Calculate the lengths of the following smooth simple arcs in \mathbb{R}^3.

(a) The circular helix parametrized by

f(t)=(t,\cos t,\sin t)

where t\in [a,b];
(b) the curve parametrized by

f(t)=(e^t\cos t,e^t\sin t,e^t)

where t\in [0,k].

Extracted from P. R. Baxandall. (1986). Vector Calculus.

Roughwork.

Let f:[a,b]\subseteq\mathbb{R}\to\mathbb{R}^n be a C^1 path in \mathbb{R}^n. The length of f is defined to be

l(f)=\displaystyle{\int_{a}^{b}\|f'(t)\|\,\mathrm{d}t}.
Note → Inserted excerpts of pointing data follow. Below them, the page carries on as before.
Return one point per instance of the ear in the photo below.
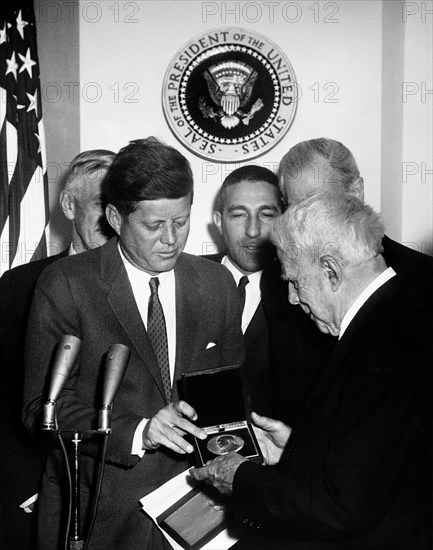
(357, 188)
(114, 218)
(218, 221)
(332, 271)
(67, 204)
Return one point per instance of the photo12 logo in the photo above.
(229, 95)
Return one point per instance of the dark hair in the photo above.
(251, 173)
(146, 169)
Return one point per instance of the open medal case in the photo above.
(217, 396)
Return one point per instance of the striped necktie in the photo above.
(157, 332)
(243, 281)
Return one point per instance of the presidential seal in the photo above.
(229, 95)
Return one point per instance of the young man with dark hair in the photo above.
(175, 312)
(246, 207)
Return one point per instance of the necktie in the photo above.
(243, 281)
(157, 332)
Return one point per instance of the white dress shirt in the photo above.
(252, 291)
(167, 296)
(364, 296)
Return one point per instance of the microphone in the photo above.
(115, 367)
(66, 355)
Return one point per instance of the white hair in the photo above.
(328, 223)
(86, 169)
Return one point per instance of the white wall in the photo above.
(125, 47)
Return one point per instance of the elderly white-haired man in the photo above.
(354, 473)
(312, 166)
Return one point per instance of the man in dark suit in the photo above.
(355, 471)
(22, 465)
(175, 312)
(308, 167)
(325, 164)
(246, 207)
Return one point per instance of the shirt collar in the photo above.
(379, 281)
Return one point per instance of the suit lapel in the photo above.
(122, 302)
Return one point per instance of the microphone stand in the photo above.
(74, 537)
(75, 540)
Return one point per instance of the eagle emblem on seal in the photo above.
(230, 85)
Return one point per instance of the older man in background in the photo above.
(355, 472)
(22, 465)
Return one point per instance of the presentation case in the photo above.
(217, 395)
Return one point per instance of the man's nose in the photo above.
(293, 295)
(168, 234)
(253, 227)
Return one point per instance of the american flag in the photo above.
(24, 211)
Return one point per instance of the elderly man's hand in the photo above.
(272, 436)
(168, 427)
(219, 472)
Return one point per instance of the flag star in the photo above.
(39, 142)
(21, 24)
(12, 65)
(3, 34)
(27, 63)
(33, 102)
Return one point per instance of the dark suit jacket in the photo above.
(410, 264)
(257, 338)
(355, 474)
(299, 350)
(22, 465)
(90, 296)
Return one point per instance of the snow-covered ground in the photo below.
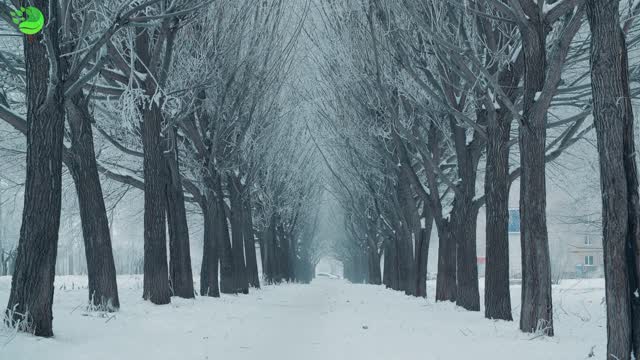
(329, 319)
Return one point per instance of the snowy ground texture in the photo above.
(329, 319)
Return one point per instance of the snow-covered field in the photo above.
(329, 319)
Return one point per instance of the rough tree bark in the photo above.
(249, 242)
(156, 271)
(237, 239)
(80, 159)
(31, 294)
(497, 298)
(227, 283)
(446, 288)
(180, 273)
(613, 118)
(209, 285)
(536, 310)
(422, 254)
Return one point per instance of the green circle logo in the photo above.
(29, 20)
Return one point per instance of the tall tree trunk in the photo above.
(250, 242)
(180, 273)
(497, 298)
(633, 201)
(81, 162)
(613, 118)
(31, 294)
(446, 288)
(237, 239)
(422, 253)
(409, 232)
(465, 220)
(227, 283)
(209, 271)
(156, 271)
(536, 309)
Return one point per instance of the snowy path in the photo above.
(324, 320)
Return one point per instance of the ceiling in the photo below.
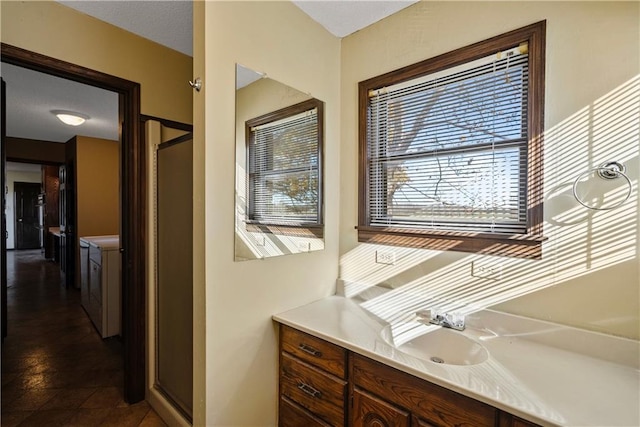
(32, 95)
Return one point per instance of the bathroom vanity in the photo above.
(339, 365)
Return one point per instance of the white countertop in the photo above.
(546, 373)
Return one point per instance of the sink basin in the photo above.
(443, 346)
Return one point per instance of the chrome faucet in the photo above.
(447, 320)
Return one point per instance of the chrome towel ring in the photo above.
(607, 170)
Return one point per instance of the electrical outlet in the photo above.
(386, 257)
(303, 246)
(486, 270)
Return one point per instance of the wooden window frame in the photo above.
(284, 227)
(527, 245)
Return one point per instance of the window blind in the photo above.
(448, 151)
(284, 170)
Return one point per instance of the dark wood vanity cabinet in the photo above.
(313, 386)
(429, 404)
(322, 384)
(371, 411)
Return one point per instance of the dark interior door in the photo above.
(28, 233)
(3, 237)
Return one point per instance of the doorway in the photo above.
(132, 211)
(28, 218)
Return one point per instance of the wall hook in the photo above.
(196, 84)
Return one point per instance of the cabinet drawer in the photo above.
(292, 415)
(369, 411)
(314, 350)
(433, 404)
(320, 393)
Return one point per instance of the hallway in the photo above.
(56, 370)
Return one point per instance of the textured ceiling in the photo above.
(32, 95)
(168, 22)
(342, 18)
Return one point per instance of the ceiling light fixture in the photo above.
(70, 118)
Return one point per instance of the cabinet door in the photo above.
(320, 393)
(292, 415)
(369, 411)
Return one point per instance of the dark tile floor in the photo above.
(56, 370)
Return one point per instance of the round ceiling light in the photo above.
(70, 118)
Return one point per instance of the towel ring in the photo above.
(607, 170)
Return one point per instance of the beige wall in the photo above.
(54, 30)
(97, 187)
(589, 274)
(241, 344)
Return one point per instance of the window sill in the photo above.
(518, 245)
(310, 231)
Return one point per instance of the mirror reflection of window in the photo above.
(284, 150)
(279, 197)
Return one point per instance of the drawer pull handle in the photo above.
(309, 390)
(310, 350)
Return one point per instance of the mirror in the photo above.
(279, 146)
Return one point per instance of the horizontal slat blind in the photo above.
(450, 152)
(283, 170)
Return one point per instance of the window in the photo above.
(284, 164)
(451, 150)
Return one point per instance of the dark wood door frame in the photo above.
(133, 209)
(3, 219)
(27, 215)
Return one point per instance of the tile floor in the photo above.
(56, 370)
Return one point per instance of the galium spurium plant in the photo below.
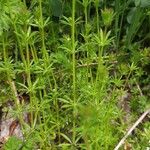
(61, 68)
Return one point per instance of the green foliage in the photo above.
(71, 66)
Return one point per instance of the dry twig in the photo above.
(132, 128)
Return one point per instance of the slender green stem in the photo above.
(73, 67)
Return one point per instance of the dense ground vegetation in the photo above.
(75, 73)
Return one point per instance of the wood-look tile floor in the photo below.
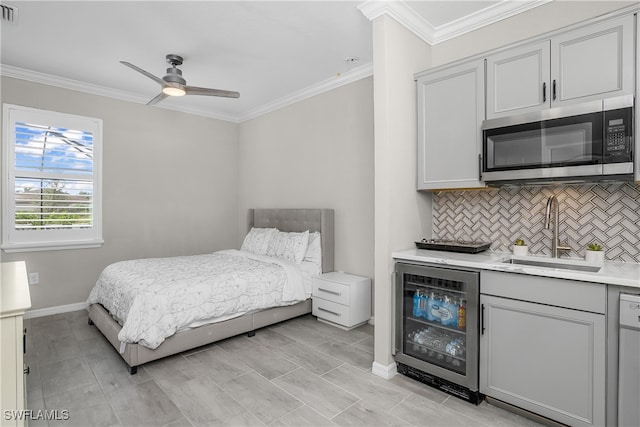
(297, 373)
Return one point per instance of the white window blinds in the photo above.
(52, 191)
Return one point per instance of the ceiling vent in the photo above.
(9, 14)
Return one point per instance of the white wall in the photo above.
(317, 153)
(169, 188)
(402, 215)
(542, 19)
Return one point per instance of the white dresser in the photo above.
(341, 299)
(15, 300)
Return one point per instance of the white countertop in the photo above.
(15, 298)
(611, 273)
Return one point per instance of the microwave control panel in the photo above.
(617, 146)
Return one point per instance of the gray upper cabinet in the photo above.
(518, 80)
(589, 63)
(450, 114)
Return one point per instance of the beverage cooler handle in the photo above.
(395, 345)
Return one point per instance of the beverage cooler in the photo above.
(436, 330)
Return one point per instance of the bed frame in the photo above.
(297, 220)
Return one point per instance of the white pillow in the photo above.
(257, 240)
(288, 246)
(314, 250)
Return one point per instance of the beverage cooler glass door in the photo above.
(437, 322)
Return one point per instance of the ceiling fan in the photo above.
(173, 84)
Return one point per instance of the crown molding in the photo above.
(62, 82)
(414, 22)
(65, 83)
(342, 79)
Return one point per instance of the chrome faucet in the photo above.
(556, 247)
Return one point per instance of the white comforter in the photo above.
(154, 298)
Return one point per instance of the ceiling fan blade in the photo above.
(193, 90)
(158, 98)
(141, 71)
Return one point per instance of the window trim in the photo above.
(45, 240)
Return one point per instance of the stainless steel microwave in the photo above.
(584, 142)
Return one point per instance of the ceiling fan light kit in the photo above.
(173, 91)
(173, 84)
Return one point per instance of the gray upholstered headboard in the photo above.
(300, 220)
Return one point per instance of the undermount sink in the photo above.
(563, 264)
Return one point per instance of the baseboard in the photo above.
(386, 372)
(40, 312)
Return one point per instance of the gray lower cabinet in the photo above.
(543, 346)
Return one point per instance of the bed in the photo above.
(285, 220)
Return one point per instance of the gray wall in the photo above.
(169, 188)
(317, 153)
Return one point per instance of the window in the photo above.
(51, 187)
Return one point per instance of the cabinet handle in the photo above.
(329, 292)
(329, 311)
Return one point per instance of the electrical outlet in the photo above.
(34, 278)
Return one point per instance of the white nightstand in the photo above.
(343, 300)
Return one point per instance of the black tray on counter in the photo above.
(463, 246)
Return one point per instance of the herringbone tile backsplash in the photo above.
(608, 214)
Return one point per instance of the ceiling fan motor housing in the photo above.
(174, 75)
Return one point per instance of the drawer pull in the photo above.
(330, 292)
(329, 311)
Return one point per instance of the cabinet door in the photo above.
(450, 114)
(545, 359)
(593, 62)
(518, 80)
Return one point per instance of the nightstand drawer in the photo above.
(331, 291)
(331, 311)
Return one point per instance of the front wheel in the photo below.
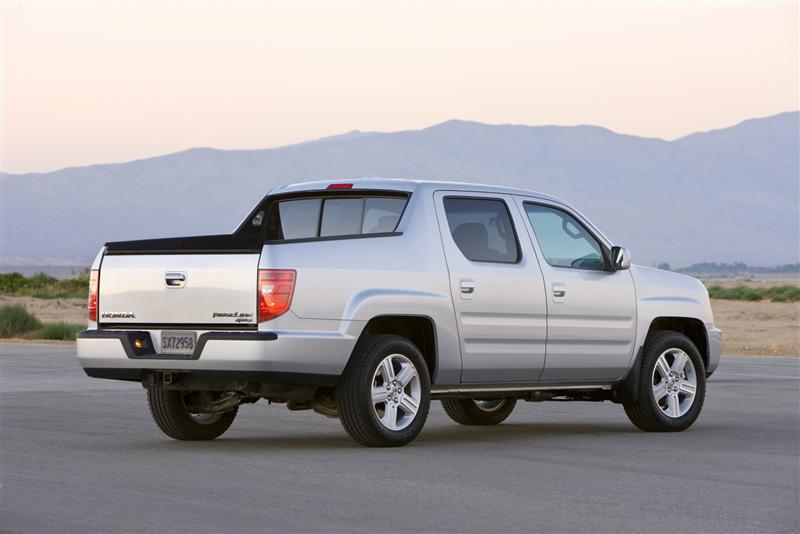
(672, 385)
(170, 411)
(384, 394)
(478, 412)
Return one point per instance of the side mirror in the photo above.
(620, 258)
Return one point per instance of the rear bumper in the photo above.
(714, 348)
(316, 358)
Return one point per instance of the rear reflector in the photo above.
(94, 279)
(275, 289)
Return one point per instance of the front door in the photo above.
(591, 322)
(496, 285)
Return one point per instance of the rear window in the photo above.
(309, 218)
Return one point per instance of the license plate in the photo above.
(178, 342)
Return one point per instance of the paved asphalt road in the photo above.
(80, 454)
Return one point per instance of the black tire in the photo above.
(645, 412)
(174, 419)
(357, 411)
(470, 412)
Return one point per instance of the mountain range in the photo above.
(724, 195)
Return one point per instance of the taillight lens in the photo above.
(94, 279)
(275, 289)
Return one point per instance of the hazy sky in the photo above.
(96, 82)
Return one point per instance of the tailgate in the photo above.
(178, 289)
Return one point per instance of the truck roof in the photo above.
(399, 184)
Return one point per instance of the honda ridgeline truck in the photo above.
(367, 300)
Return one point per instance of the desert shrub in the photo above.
(15, 320)
(784, 294)
(58, 330)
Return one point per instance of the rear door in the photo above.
(496, 286)
(591, 311)
(195, 290)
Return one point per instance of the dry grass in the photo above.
(767, 328)
(71, 310)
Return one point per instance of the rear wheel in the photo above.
(672, 385)
(479, 412)
(171, 412)
(384, 394)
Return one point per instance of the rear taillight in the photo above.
(94, 279)
(275, 288)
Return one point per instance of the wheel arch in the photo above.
(691, 327)
(419, 329)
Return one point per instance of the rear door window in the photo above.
(482, 229)
(325, 217)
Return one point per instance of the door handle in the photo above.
(467, 287)
(175, 279)
(559, 292)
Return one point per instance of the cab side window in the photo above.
(482, 229)
(563, 240)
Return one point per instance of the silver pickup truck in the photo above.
(366, 300)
See Definition 2.7.2 on pg.60

(a)

\begin{aligned} f(t) & = (t,\cos t,\sin t) \\ f'(t) & = (1,-\sin t,\cos t) \\ \|f'(t)\| & = \sqrt{(1)^2+(-\sin t)^2+(\cos t)^2} \\ & = \sqrt{2} \\ l(f) & = \int_{a}^{b} \sqrt{2}\,\mathrm{d}t \\ & = \sqrt{2}(b-a) \\ \end{aligned}

(b) Not to be attempted.